Desaparecían, y regresaban al cabo de minutos o de horas, sin contar nada preciso, como enfermos a quienes el médico no les ha dado un diagnóstico claro. Desaparecían o desaparecíamos, porque una vez mi nombre también estuvo en una de esas listas, y temblé igual que los demás (o más que muchos de ellos, pues no creo que me deba incluir entre los menos cobardes), pensando que ahora sí que iban a darme un puesto de oficinista o de intérprete o que se habían enterado de mi récord inverso durante los ejercicios de tiro y me iban a devolver al campamento. El miedo más radical estaba siempre dentro de uno, aletargado en las horas o días de aburrimiento, dispuesto siempre a irrumpir con rápida crudeza, como un dolor que desaparece y casi se olvida hasta que de pronto vuelve su punzada: me quedaba distraído en el patio, fumando un cigarro mientras esperaba a que me llamaran para una prueba de mecanografía, en uno de aquellos paréntesis de tiempo baldío a los que aún no me acostumbraba, y de pronto oía un grito, y regresaba al mundo y alzaba los ojos y era que alguien con galones en la bocamanga me estaba maldiciendo porque yo no lo había saludado cuando pasaba junto a mí, y yo tiraba el cigarro y me ponía firme y me ardía la cara, me llevaba la mano derecha a la gorra, murmuraba, a la orden, y aquel tipo me gritaba que lo repitiera más alto, a la orden qué, decía, y entonces yo me daba cuenta de que ni siquiera se trataba de un sargento, sino de un cabo primero, a la orden, mi primero, y el tipo apretaba el puño y me golpeaba con una especie de suave o cautelosa crueldad en el centro del pecho, ten cuidado conmigo, ten cuidado conmigo porque si no lo llevas claro: se erguía, se calaba aún más la gorra sobre los ojos, me miraba de un modo que me hacía acordarme de la mirada de Clint Eastwood en algún polvoriento spaguetti western, daba la vuelta, con las manos a la espalda, y se alejaba a grandes zancadas, haciendo como que no oía las burlas y hasta las risas mal contenidas de los veteranos.

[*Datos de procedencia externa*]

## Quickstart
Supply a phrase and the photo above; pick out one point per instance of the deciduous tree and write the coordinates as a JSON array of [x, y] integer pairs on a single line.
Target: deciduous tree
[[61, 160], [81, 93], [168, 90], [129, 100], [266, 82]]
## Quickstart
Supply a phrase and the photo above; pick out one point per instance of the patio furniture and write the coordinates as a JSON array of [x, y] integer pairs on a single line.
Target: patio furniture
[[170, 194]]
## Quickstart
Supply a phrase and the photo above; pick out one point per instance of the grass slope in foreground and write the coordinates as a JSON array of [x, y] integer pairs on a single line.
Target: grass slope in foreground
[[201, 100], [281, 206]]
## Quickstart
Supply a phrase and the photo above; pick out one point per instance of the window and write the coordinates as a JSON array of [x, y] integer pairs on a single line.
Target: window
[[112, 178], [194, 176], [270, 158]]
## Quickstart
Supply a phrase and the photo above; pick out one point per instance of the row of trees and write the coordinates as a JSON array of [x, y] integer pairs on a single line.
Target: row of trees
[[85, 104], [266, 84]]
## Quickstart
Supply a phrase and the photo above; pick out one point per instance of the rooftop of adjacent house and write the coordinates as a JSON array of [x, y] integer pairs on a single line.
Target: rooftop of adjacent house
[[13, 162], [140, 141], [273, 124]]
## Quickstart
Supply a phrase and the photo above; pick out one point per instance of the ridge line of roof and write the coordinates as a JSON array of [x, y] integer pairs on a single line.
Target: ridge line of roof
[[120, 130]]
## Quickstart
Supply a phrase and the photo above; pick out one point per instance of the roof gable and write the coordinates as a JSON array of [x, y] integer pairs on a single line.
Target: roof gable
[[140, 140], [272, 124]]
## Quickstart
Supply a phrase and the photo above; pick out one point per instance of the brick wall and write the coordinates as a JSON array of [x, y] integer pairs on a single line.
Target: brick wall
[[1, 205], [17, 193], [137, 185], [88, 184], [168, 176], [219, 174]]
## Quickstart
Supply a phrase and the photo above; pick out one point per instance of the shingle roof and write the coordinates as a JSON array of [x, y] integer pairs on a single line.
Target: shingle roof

Era el idiota del cuartel, supe enseguida, un militar vocacional, un reenganchado, el Chusqui, un chusquero, un atravesado y una mala bestia, el cabo primero de la Policía Militar. Era una sabandija, era más bajo y seguramente tenía menos años que yo, pero no por eso a mí me había asustado menos, y si la tomaba conmigo podía amargarme un año entero de mi vida, con aquella potestad aterradora e impune de la que se investía cualquiera que ostentase un grado mínimo de autoridad, un miserable galón rojo y amarillo de cabo primero. Estaba recuperándome todavía de aquel amargo sobresalto cuando de nuevo el corazón me dio un vuelco en el pecho: alguien gritaba mi nombre, porque me había llegado el turno para la prueba decisiva de mecanografía.